Total Physical Response (TPR): Research shows that when physical activity is included in classroom settings, students retain more information. For a quick sitting break, have students stand up and move to one side of the room to indicate their responses to a question. Instead of using this as a right-or-wrong answer activity, this exercise seems best suited for opinion-based responses. Students can see the differing perspectives of their classmates, which then can lead to debate and discussion.
One Word: If it seems a lecture is the only way to discuss a topic, preface it by telling students that at the end of the day’s lesson, they must write down a single word they believe best represents the lesson. Then, they can expand on why they chose that word with a separate paragraph. This will force active listening during the class period, as students will need to be able to condense an entire lesson into the essence of its idea.
Another idea is to ask students to write a slogan-like bumper sticker to illustrate a particular concept from the lecture—forcing them to sum up the entire class period in one sentence.
Opposite Arguments: Pair students up who disagree about an answer to an opinion question. Have them debate, representing the side they originally believed to be wrong. Having students examine an opinion contrary to their own will force them to think critically about arguments on both sides and will lead to a broader understanding of the topic under discussion.
Historically Correct: After watching a film on a topic discussed in class, have students answer what the movie portrayed accurately and which points it dramatized or glossed over. While this technique has a more obvious application for historical movies such as JFK, Schindler’s List, or Elizabeth, it also can be used to examine biases in documentary films or other dramatizations.
Another option is to divide students into groups and have them come up with examples on their own of movies that made use of an idea or event covered in class—and then try to find at least one example of how the film got it right and one of how the film got it wrong.
Test Tournament: Divide the class into at least two groups and announce a competition for most points on a practice test. Let students study a topic together and then give your quiz, tallying points. After each round, let students study the next topic together before quizzing again. The points should be carried over from round to round. “The student impulse for competition will focus their engagement onto the material itself,” the paper states.

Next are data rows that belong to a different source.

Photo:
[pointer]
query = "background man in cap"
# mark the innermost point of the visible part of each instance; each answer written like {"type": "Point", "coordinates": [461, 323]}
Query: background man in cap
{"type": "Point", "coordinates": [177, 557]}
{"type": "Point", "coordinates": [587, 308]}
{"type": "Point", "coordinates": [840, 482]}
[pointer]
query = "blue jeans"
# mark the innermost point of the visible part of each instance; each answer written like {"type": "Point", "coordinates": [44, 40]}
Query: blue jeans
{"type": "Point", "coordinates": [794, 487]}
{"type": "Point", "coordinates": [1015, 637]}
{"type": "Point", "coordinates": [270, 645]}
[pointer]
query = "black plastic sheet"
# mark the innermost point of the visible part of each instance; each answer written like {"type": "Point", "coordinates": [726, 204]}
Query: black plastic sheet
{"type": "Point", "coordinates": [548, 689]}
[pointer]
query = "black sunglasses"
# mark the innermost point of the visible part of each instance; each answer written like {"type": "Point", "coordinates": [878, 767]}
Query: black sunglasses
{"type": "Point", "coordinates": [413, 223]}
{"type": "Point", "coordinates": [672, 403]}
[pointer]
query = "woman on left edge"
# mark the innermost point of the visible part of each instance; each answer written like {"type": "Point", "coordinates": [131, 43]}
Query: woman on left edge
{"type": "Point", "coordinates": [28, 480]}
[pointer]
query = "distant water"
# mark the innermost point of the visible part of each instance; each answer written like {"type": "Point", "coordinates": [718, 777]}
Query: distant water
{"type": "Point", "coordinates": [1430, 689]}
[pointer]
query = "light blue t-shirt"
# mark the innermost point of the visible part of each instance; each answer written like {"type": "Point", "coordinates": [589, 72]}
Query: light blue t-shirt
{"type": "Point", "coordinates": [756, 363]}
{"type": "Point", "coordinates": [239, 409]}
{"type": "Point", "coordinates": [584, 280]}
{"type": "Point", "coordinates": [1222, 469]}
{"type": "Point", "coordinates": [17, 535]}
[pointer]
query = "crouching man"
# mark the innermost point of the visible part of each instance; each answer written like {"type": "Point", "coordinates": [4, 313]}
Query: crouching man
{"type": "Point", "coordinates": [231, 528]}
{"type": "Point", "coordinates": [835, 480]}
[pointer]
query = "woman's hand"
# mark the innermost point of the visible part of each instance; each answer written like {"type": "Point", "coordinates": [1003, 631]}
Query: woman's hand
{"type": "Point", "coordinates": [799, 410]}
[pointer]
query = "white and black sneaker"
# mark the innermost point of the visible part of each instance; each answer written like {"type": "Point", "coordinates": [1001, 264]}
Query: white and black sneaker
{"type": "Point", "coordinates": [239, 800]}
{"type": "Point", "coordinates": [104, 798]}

YouTube Video Quizzes: Using the annotations feature on YouTube (which allows for text boxes), create a multiple-choice quiz with different video responses based on how the student answers. Students answer by clicking on a hyperlinked option in the annotation box, and the link takes them to a video response. This will require filming a response for incorrect answers (“This answer is wrong because…”) as well as correct answers. Teachers could use this as a “question of the day” exercise or put together longer pieces for a test format.
Electronic Role Playing: Students create their own blogs and write diary-style entries while role-playing as someone central to the content being discussed.